Muertes, cruentas injusticias, las hubo en los dos bandos de nuestra Guerra Civil. La noche del 8 de diciembre de 1936, por ejemplo, en el monte de La Orbada, a 24 km de Salamanca, los “nacionales” fusilaron al pastor protestante Atilano Coco, muy amigo de Miguel de Unamuno, rector de la Universidad. Lo mataron por masón y por no ser católico, como Dios manda. Con él corrieron la misma suerte el Timbalero, crítico taurino, y un metre de hotel (v. Público, 9-11-2009). Todos sabemos lo que pasó con Federico García Lorca en Granada, cuya muerte responde más posiblemente a rencillas familiares y de propiedad de unas tierras, que a motivos específicamente ideológicos.
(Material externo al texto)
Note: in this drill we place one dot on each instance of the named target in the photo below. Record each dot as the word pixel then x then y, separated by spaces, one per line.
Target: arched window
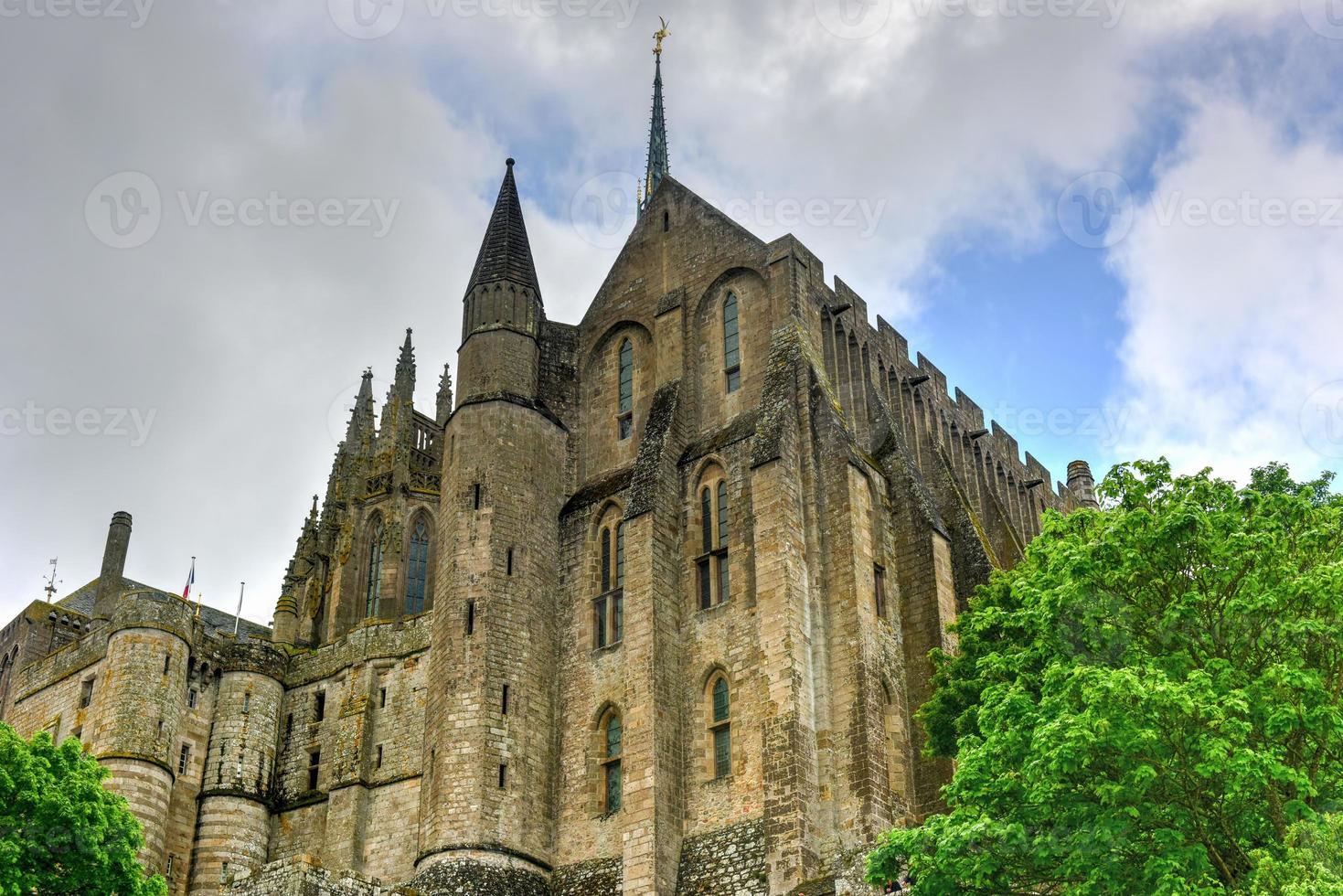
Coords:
pixel 720 727
pixel 613 738
pixel 730 344
pixel 893 729
pixel 609 606
pixel 374 584
pixel 417 570
pixel 626 404
pixel 712 563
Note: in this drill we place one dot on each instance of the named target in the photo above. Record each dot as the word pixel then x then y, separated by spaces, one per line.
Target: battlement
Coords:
pixel 915 384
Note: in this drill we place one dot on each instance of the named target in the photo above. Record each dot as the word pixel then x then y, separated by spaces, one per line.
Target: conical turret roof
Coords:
pixel 506 251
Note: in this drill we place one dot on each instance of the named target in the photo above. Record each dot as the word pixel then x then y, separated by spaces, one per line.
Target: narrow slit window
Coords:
pixel 613 739
pixel 417 570
pixel 374 583
pixel 879 589
pixel 730 344
pixel 720 729
pixel 626 389
pixel 609 606
pixel 712 571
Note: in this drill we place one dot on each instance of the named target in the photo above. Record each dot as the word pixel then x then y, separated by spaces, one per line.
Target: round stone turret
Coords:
pixel 1082 484
pixel 234 824
pixel 139 707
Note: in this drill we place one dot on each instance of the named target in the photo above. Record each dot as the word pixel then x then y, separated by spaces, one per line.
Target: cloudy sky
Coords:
pixel 1115 225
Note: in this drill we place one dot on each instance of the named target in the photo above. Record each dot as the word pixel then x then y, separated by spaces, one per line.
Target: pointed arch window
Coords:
pixel 374 584
pixel 712 563
pixel 895 736
pixel 730 344
pixel 609 606
pixel 417 570
pixel 720 727
pixel 626 389
pixel 613 746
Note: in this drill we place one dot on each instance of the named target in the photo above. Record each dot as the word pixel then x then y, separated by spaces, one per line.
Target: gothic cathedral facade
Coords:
pixel 644 609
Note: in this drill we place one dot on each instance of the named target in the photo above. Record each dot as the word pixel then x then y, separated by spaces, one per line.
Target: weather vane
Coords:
pixel 660 35
pixel 51 581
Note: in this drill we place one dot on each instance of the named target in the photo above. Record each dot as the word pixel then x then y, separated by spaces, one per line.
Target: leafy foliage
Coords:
pixel 1311 865
pixel 60 832
pixel 1148 699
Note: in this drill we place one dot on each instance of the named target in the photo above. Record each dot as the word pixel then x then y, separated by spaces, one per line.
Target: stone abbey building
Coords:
pixel 645 607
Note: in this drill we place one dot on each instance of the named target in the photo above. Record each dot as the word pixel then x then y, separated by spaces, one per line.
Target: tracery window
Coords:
pixel 730 344
pixel 720 727
pixel 417 569
pixel 609 606
pixel 626 389
pixel 613 738
pixel 374 584
pixel 712 561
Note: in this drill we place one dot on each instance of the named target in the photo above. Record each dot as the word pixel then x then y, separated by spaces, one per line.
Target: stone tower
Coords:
pixel 490 715
pixel 234 821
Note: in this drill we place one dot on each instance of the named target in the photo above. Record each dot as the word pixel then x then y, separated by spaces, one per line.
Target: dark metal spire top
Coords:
pixel 506 252
pixel 658 164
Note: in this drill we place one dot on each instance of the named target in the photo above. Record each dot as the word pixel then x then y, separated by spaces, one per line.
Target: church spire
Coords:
pixel 506 251
pixel 404 383
pixel 657 166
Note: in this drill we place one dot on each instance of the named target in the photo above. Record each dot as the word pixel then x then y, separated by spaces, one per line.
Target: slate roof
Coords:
pixel 506 251
pixel 80 601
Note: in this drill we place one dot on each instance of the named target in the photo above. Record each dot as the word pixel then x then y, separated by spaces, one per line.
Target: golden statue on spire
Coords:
pixel 660 35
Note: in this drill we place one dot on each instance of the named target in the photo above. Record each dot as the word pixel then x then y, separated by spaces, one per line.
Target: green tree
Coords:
pixel 1151 696
pixel 60 830
pixel 1310 865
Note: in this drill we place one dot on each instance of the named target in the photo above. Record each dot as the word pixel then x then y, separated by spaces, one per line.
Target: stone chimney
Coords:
pixel 113 566
pixel 1082 484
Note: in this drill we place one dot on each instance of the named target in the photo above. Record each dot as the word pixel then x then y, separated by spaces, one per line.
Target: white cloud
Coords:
pixel 240 337
pixel 1233 325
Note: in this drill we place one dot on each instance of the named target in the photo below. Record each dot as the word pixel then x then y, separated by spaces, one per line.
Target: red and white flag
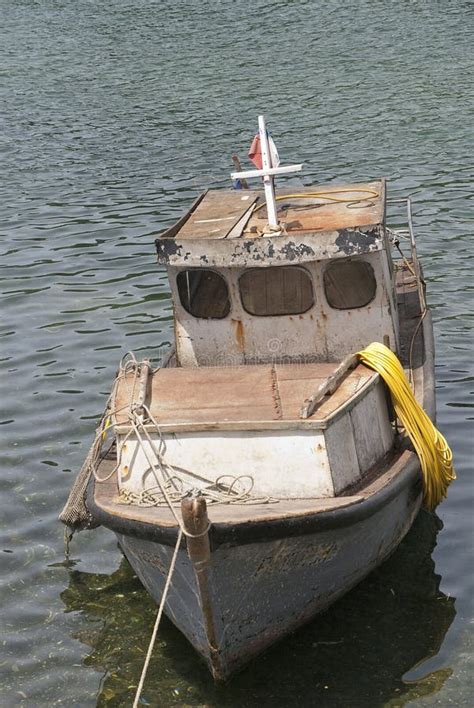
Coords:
pixel 255 152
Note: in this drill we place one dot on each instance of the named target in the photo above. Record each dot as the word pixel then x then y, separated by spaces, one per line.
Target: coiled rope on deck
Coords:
pixel 434 453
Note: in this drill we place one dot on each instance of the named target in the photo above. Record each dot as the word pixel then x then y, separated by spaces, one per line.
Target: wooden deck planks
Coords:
pixel 239 394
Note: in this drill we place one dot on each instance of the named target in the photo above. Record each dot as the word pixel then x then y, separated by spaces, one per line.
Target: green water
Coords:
pixel 114 116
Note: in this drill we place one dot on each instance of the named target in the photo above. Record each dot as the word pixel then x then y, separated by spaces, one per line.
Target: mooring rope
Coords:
pixel 158 618
pixel 434 453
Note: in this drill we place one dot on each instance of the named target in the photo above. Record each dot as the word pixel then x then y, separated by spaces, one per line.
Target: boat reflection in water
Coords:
pixel 354 654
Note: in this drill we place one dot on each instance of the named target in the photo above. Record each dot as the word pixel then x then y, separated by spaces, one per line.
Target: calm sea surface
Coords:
pixel 114 116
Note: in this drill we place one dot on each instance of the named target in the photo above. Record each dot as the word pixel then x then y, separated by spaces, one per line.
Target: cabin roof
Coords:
pixel 227 227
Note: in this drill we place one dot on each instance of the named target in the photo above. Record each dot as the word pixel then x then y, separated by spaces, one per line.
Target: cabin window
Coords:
pixel 349 284
pixel 281 290
pixel 203 293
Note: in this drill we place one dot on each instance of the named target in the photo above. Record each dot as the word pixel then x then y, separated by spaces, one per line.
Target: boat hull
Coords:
pixel 247 596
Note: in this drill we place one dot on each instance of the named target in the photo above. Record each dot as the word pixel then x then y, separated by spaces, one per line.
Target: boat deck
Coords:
pixel 240 396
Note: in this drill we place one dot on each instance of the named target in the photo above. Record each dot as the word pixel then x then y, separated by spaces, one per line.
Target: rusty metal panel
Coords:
pixel 348 206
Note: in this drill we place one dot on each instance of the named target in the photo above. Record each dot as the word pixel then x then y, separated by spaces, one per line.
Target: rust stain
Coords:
pixel 239 334
pixel 276 394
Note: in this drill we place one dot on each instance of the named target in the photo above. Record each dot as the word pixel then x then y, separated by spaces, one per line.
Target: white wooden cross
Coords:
pixel 267 172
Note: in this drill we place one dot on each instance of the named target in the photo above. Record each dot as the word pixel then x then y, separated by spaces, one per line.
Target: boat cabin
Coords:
pixel 319 288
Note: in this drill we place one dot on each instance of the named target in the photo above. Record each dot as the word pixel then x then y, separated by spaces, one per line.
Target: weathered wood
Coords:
pixel 329 386
pixel 145 370
pixel 240 397
pixel 217 213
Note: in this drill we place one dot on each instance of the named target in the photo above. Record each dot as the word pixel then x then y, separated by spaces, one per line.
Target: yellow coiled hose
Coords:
pixel 436 458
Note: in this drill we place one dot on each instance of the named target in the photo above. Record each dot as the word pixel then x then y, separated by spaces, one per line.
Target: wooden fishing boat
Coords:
pixel 261 436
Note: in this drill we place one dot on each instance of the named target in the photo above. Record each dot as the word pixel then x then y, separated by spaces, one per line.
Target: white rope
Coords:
pixel 158 619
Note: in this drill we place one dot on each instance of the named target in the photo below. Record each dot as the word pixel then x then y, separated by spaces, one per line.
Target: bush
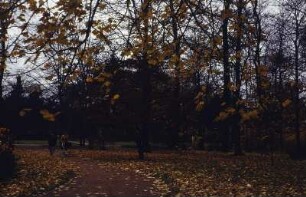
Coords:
pixel 7 158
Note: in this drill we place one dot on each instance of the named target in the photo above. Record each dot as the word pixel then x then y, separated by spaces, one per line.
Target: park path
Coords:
pixel 95 181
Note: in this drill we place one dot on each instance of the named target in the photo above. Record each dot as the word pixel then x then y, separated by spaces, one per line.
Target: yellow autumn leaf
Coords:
pixel 286 103
pixel 116 97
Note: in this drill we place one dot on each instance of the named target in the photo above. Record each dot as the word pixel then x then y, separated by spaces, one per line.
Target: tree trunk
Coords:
pixel 226 68
pixel 237 127
pixel 3 57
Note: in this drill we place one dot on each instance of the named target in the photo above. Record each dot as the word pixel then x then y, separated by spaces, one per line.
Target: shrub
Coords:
pixel 7 158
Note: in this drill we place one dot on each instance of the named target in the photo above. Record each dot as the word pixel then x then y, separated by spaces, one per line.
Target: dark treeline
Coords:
pixel 223 75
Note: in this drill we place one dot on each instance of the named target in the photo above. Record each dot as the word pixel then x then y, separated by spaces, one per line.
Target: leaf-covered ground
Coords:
pixel 217 174
pixel 37 173
pixel 188 173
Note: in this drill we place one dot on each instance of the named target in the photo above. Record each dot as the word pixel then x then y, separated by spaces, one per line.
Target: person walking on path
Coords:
pixel 64 144
pixel 52 140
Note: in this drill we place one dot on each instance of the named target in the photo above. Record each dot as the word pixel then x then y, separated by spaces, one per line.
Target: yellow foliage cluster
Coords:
pixel 48 115
pixel 286 103
pixel 248 115
pixel 223 115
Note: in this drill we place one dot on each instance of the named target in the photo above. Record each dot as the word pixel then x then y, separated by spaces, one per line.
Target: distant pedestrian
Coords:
pixel 52 140
pixel 64 143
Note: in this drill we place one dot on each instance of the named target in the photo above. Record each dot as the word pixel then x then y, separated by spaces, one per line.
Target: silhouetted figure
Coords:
pixel 64 143
pixel 52 140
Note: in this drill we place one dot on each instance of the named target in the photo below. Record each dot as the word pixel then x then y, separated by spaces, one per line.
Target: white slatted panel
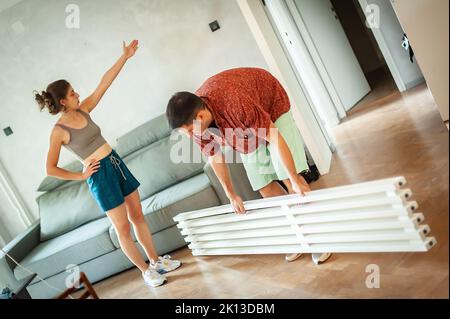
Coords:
pixel 375 216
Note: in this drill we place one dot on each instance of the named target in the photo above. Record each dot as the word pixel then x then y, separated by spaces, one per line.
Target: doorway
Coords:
pixel 366 49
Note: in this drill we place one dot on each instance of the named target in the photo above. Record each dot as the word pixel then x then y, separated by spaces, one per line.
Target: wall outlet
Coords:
pixel 214 26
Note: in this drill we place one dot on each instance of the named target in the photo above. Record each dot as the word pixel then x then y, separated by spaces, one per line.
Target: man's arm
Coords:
pixel 220 168
pixel 274 137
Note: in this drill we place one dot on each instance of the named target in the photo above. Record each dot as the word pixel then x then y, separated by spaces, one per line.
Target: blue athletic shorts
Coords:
pixel 112 182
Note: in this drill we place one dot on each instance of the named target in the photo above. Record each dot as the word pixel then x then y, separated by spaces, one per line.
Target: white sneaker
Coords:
pixel 292 257
pixel 166 264
pixel 152 278
pixel 320 258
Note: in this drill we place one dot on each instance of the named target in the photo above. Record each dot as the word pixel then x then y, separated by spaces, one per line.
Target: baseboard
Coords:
pixel 414 83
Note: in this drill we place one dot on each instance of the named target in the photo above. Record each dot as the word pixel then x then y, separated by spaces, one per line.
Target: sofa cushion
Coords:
pixel 50 183
pixel 159 210
pixel 145 134
pixel 76 247
pixel 64 209
pixel 160 165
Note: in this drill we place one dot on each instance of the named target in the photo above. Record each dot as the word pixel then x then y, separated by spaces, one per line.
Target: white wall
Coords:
pixel 426 24
pixel 392 32
pixel 177 51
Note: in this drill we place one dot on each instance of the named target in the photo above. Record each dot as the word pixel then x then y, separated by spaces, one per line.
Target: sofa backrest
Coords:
pixel 157 158
pixel 147 150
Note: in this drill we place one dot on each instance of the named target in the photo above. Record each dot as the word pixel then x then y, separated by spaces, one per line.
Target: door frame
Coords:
pixel 382 44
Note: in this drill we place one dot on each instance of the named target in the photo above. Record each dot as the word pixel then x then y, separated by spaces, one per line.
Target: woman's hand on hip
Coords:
pixel 91 169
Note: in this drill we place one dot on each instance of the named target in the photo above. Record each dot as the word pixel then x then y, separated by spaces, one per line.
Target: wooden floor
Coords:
pixel 401 134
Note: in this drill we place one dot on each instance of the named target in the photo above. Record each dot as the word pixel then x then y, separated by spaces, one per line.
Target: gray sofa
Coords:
pixel 73 231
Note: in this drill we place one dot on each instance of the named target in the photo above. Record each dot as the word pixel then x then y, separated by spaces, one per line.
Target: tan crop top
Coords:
pixel 85 141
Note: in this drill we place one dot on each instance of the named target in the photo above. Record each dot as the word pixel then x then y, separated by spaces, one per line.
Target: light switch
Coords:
pixel 214 26
pixel 8 131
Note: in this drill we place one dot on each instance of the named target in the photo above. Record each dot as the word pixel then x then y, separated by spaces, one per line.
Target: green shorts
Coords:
pixel 264 165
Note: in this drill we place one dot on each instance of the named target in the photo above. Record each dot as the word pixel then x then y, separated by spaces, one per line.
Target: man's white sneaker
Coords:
pixel 292 257
pixel 152 278
pixel 166 264
pixel 320 258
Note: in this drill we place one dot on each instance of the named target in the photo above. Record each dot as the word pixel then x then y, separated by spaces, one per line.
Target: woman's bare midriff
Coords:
pixel 99 154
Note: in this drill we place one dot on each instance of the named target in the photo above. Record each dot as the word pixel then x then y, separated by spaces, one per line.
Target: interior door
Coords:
pixel 334 49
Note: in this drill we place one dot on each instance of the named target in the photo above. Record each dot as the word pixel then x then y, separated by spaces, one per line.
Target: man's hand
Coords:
pixel 299 185
pixel 237 204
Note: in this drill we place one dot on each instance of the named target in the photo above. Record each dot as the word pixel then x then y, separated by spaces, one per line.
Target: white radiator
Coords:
pixel 377 216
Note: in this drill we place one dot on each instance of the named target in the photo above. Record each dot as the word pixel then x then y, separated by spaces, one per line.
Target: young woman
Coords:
pixel 110 182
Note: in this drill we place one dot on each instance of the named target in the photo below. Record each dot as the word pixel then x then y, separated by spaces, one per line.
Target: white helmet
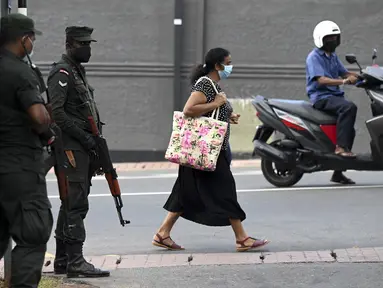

Y gracias a Franco, sin embargo, tenemos hoy en España carreteras, embalses, hospitales, iglesias y la posibilidad de una enseñanza confesional de carácter católico. Es decir, libertad de profesar un culto que, de otro modo, quizá hubiera sido definitivamente proscrito. El mismo Franco cuyos compadres no le acertaban a valorar en su justa medida, como obró el Duce Benito Mussolini, quien en diciembre de 1937, según atestigua el diario de su amante, Claretta Petacci, afirmó “ese Franco es un idiota. Cree haber ganado la guerra con una victoria diplomática, porque algunos países le han reconocido, pero tiene al enemigo en casa. [Los españoles] son apáticos, indolentes, tienen mucho de los árabes. Hasta 1480 en España dominaron los árabes, ocho siglos de dominación musulmana. Ahí está la razón de por qué comen y duermen tanto.” (v. El País, 17-11-2009) Sin saberlo, en parte el Duce estaba coreando la principal razón histórica defendida por Américo Castro: España, crisol de culturas, cristiana, árabe y judía.